Joe’s ordeal comes amid fears that inner city residents will be excluded from the electric car revolution due to a lack of charging stations. The Transport for Greater Manchester (TfGM) website says there are currently 360 electric vehicle chargers in Greater Manchester, and you can use their website to find your nearest point.
The government is also funding an EV home-charge scheme, where it pays 75 percent of the cost of installing an off-street charging station. Those renting or living in communal buildings, however, are subject to landlord permissions and limitations, and installing a power-point can be challenging.
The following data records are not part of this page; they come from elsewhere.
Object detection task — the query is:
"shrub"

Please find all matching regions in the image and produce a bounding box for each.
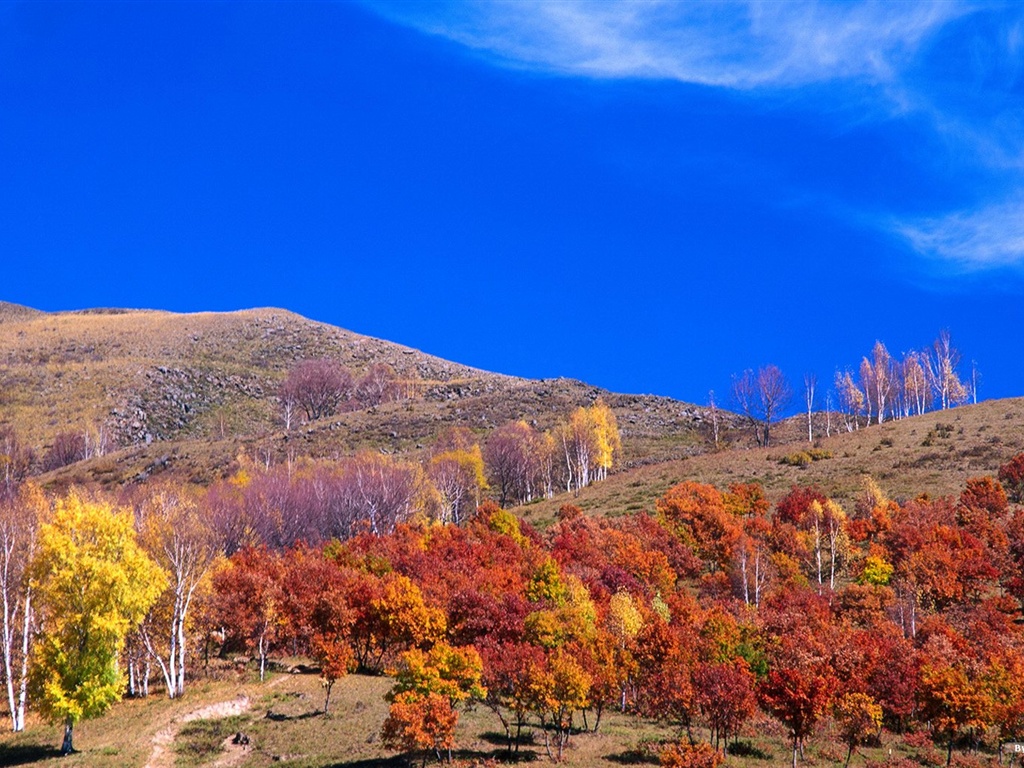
[778,451,814,468]
[662,742,725,768]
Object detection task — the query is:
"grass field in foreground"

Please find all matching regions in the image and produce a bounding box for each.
[0,673,996,768]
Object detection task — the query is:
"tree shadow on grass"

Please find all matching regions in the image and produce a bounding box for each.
[263,710,323,723]
[325,750,539,768]
[604,750,662,765]
[0,744,60,765]
[325,755,411,768]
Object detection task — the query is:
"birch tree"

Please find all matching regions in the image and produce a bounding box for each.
[29,492,166,755]
[136,489,220,698]
[0,484,47,732]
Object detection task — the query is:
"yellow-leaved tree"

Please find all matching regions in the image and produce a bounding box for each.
[30,490,167,755]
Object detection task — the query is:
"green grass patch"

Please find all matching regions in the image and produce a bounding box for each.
[174,716,249,768]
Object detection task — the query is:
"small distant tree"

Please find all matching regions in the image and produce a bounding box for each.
[732,366,793,447]
[836,371,864,432]
[279,359,352,426]
[136,488,219,698]
[43,432,86,470]
[833,693,882,768]
[30,492,167,755]
[355,362,402,408]
[804,374,818,442]
[927,329,968,411]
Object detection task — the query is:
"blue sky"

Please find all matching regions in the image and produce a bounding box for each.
[0,0,1024,402]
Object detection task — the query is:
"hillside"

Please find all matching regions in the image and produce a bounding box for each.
[0,304,728,483]
[526,397,1024,523]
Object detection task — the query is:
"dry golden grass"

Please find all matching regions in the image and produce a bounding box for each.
[0,305,705,486]
[517,398,1024,526]
[0,673,974,768]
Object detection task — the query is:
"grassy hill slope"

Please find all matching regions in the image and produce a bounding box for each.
[0,304,728,483]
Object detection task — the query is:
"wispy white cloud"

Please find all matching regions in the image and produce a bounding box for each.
[366,0,1024,273]
[893,200,1024,271]
[370,0,965,89]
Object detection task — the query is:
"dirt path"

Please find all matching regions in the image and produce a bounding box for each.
[145,696,250,768]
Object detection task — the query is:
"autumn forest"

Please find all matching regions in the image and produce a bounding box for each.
[0,309,1024,768]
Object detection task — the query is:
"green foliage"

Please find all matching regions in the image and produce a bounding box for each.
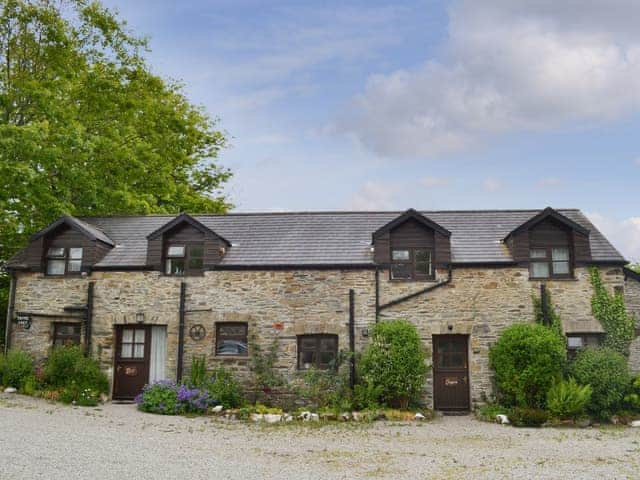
[547,378,593,420]
[532,289,563,336]
[359,320,427,409]
[43,346,109,401]
[624,377,640,412]
[249,336,286,392]
[0,0,230,312]
[205,367,244,408]
[509,407,549,427]
[591,267,635,356]
[187,355,207,388]
[0,349,34,391]
[569,348,631,419]
[489,323,567,408]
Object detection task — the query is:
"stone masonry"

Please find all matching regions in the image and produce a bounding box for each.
[12,267,630,404]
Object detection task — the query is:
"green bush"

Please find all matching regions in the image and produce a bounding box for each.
[0,349,35,391]
[43,346,109,396]
[509,407,549,427]
[205,367,244,408]
[547,378,593,420]
[360,320,427,409]
[489,323,567,408]
[569,348,631,419]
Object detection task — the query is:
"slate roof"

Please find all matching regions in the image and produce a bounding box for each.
[50,209,625,268]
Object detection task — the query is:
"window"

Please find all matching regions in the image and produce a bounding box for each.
[567,333,602,357]
[298,335,338,370]
[529,247,571,278]
[391,248,433,280]
[165,244,204,276]
[216,323,249,357]
[120,328,147,359]
[47,247,82,275]
[53,322,82,347]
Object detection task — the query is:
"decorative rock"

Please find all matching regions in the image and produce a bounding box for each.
[496,413,511,425]
[262,413,282,423]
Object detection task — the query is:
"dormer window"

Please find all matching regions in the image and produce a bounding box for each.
[46,247,83,276]
[165,244,204,276]
[391,248,433,280]
[529,247,571,279]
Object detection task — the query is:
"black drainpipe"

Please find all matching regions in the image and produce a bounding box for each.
[4,270,17,353]
[176,282,187,382]
[84,282,96,356]
[349,289,356,390]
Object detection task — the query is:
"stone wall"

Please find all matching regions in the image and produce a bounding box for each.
[624,277,640,374]
[12,267,623,403]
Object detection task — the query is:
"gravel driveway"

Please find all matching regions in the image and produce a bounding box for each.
[0,394,640,480]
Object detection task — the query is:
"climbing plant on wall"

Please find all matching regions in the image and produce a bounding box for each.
[590,267,635,356]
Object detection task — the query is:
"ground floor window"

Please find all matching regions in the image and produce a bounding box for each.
[216,322,249,357]
[53,322,81,347]
[298,334,338,370]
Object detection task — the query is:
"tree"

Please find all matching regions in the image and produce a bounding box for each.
[0,0,230,338]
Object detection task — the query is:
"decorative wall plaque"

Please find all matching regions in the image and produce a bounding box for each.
[189,323,207,341]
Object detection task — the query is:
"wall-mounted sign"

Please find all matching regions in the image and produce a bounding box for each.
[189,323,207,341]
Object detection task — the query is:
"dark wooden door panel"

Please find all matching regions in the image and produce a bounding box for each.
[113,325,151,400]
[433,335,470,410]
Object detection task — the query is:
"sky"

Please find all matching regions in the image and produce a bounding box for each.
[103,0,640,260]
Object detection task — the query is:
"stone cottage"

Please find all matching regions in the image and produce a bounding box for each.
[7,208,640,410]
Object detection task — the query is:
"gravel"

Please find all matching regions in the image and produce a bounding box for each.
[0,394,640,480]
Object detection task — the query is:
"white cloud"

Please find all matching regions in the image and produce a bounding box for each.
[420,177,451,188]
[482,178,504,192]
[587,212,640,262]
[348,181,397,210]
[339,0,640,157]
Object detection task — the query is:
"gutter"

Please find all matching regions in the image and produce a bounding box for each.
[377,265,453,313]
[4,270,18,354]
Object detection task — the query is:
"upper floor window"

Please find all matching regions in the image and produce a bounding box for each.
[165,244,204,276]
[529,247,571,278]
[47,247,82,275]
[391,248,433,280]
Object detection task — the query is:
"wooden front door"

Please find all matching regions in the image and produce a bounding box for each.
[433,335,470,411]
[113,325,151,400]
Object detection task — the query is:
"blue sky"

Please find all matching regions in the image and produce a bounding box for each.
[104,0,640,258]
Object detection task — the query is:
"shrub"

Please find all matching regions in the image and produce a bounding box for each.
[0,350,34,391]
[489,323,567,408]
[43,346,109,396]
[569,348,630,419]
[509,407,549,427]
[547,378,592,420]
[206,367,244,408]
[360,320,427,409]
[135,380,217,415]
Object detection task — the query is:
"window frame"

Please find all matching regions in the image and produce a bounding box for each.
[52,322,82,348]
[389,246,435,282]
[529,245,574,280]
[44,245,85,277]
[162,241,204,277]
[213,322,249,358]
[296,333,340,372]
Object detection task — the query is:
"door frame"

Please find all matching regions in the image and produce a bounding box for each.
[111,323,151,400]
[431,333,471,412]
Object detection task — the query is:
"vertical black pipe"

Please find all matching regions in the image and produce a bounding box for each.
[84,282,96,356]
[176,282,187,382]
[4,270,17,353]
[540,283,550,326]
[349,289,356,389]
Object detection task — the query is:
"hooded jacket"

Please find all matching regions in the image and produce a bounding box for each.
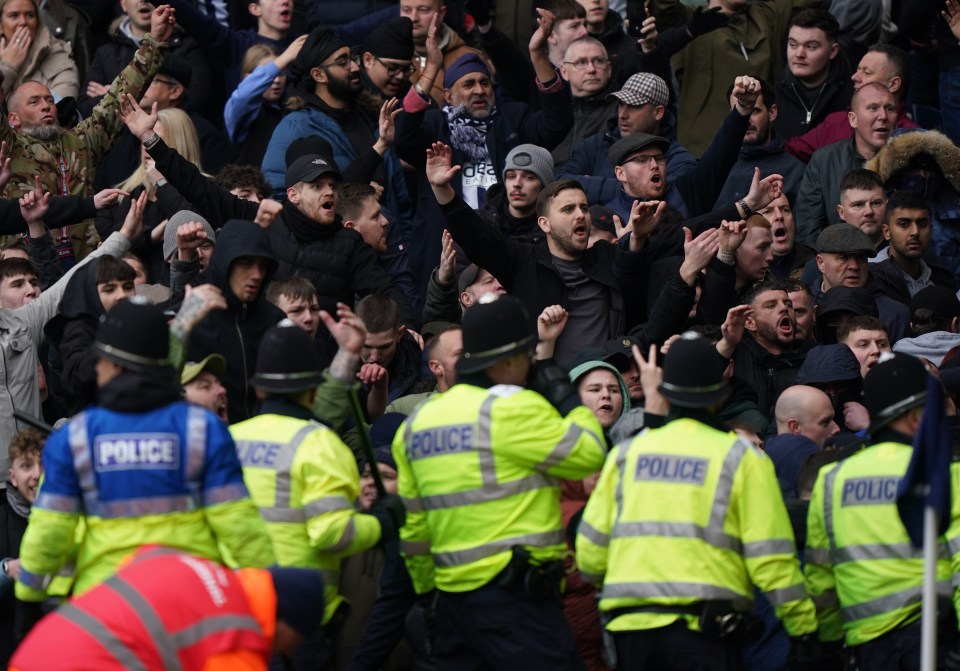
[863,131,960,284]
[187,219,284,422]
[893,331,960,368]
[142,135,417,333]
[713,132,806,209]
[77,15,213,117]
[44,259,110,410]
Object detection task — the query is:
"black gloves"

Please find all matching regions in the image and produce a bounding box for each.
[687,6,730,37]
[367,494,407,545]
[467,0,493,26]
[527,360,580,417]
[13,599,46,645]
[784,634,845,671]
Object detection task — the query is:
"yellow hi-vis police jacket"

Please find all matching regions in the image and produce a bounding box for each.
[230,414,380,623]
[393,384,605,594]
[576,418,817,636]
[804,442,960,645]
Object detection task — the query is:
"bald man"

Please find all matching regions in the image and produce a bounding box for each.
[774,384,840,449]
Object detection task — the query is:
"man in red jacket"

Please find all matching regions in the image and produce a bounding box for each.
[785,44,919,163]
[10,546,323,671]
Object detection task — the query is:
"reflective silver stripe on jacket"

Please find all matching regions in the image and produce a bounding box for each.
[577,520,610,547]
[33,494,83,513]
[67,412,97,502]
[56,603,150,671]
[237,422,323,524]
[433,529,564,567]
[830,542,949,564]
[71,406,210,519]
[57,568,266,671]
[400,541,430,557]
[403,387,556,511]
[823,465,840,554]
[87,494,197,519]
[840,580,953,622]
[600,581,750,603]
[763,583,807,606]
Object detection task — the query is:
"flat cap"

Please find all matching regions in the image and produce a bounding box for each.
[817,224,877,258]
[607,133,670,166]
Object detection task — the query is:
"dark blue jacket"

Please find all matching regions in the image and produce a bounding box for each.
[393,86,573,315]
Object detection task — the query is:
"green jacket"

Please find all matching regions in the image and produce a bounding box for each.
[651,0,820,158]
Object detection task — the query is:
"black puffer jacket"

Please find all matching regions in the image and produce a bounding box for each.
[144,140,417,334]
[733,334,813,419]
[187,220,284,422]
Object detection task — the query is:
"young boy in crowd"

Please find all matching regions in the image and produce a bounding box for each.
[0,429,44,668]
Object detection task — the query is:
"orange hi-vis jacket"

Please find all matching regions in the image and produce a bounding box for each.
[10,547,277,671]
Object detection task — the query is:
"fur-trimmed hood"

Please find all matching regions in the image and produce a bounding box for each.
[863,130,960,191]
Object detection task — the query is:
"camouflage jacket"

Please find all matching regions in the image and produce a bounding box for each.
[0,35,163,198]
[0,35,166,260]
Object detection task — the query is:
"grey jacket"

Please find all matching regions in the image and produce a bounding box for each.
[794,138,864,248]
[0,233,130,480]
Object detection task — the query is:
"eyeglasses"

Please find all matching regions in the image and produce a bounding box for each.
[563,56,610,70]
[373,56,416,77]
[623,154,667,165]
[320,55,360,70]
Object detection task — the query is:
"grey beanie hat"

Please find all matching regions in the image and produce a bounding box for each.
[503,144,553,186]
[163,210,217,260]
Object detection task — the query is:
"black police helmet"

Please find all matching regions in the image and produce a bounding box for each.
[863,353,930,431]
[93,296,170,371]
[457,294,537,374]
[253,319,323,394]
[660,331,730,408]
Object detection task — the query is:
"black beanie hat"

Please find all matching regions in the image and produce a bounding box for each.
[267,566,323,639]
[362,16,414,61]
[290,27,347,82]
[283,135,333,168]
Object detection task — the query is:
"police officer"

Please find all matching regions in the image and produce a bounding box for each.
[393,294,605,671]
[231,319,403,670]
[576,333,817,671]
[805,354,958,669]
[16,298,274,602]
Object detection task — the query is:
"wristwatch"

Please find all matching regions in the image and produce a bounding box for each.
[143,132,160,149]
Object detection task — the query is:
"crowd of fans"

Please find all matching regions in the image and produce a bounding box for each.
[0,0,960,670]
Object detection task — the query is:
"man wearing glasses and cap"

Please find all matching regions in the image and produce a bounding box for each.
[116,96,417,360]
[396,10,573,308]
[262,28,413,230]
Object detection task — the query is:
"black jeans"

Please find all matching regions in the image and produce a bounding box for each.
[853,620,957,671]
[613,622,743,671]
[434,585,584,671]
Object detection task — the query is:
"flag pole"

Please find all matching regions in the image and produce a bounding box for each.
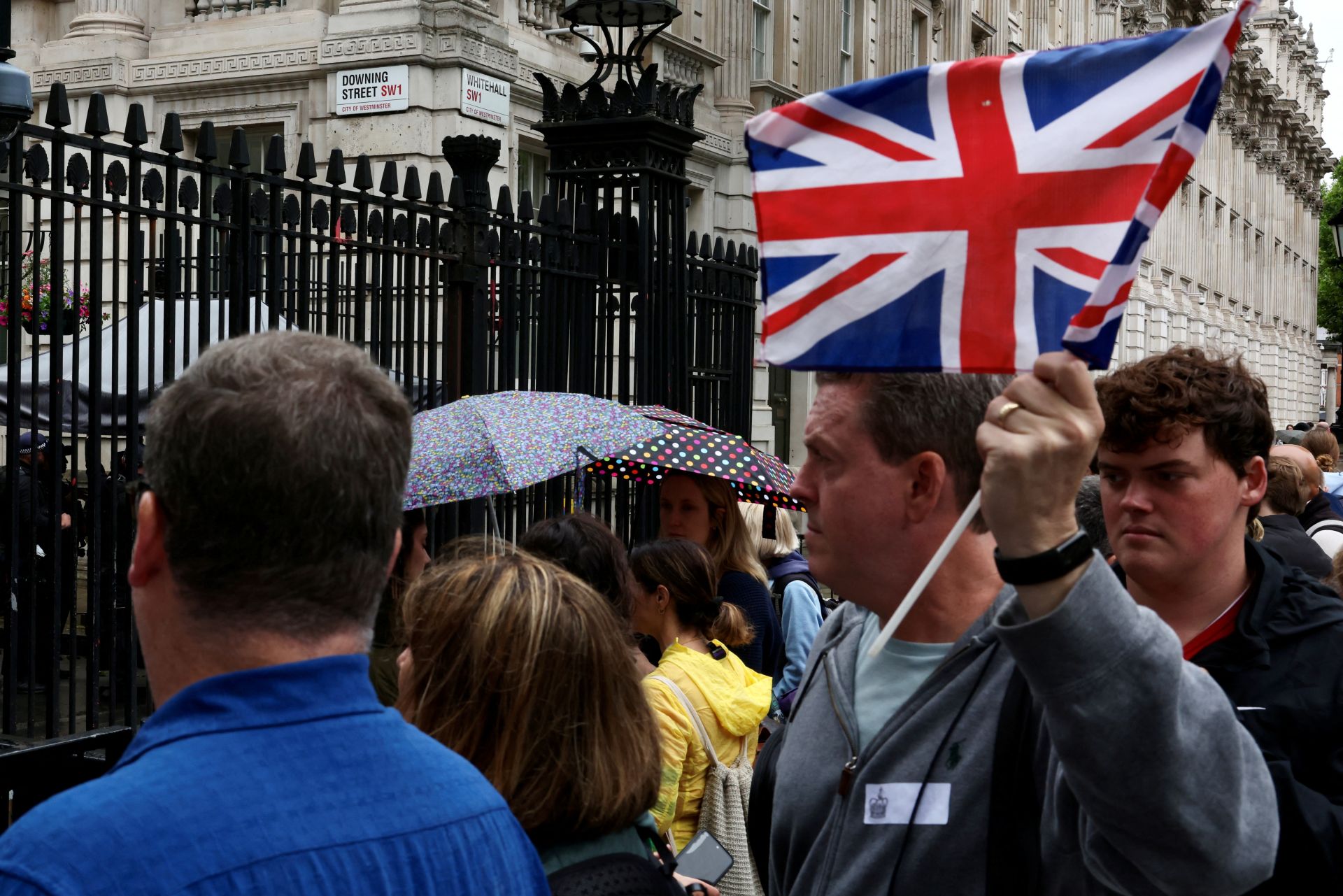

A spokesperson for Stevenson Whyte, which manages the building, said: “We have a duty of care to ensure the safety of all individuals at the development and a responsibility to ensure the lease terms are complied with. If all lease holders were to install their own equipment on the development without permission or control there would be significant issues with long term management, aesthetics and safety.
“The installation of electrical charging points in apartment blocks is an issue that all Leaseholders/Freeholders across the country will continue to face in the coming years and hopefully with time, more safe and compliant methods will be achievable for all leaseholders.”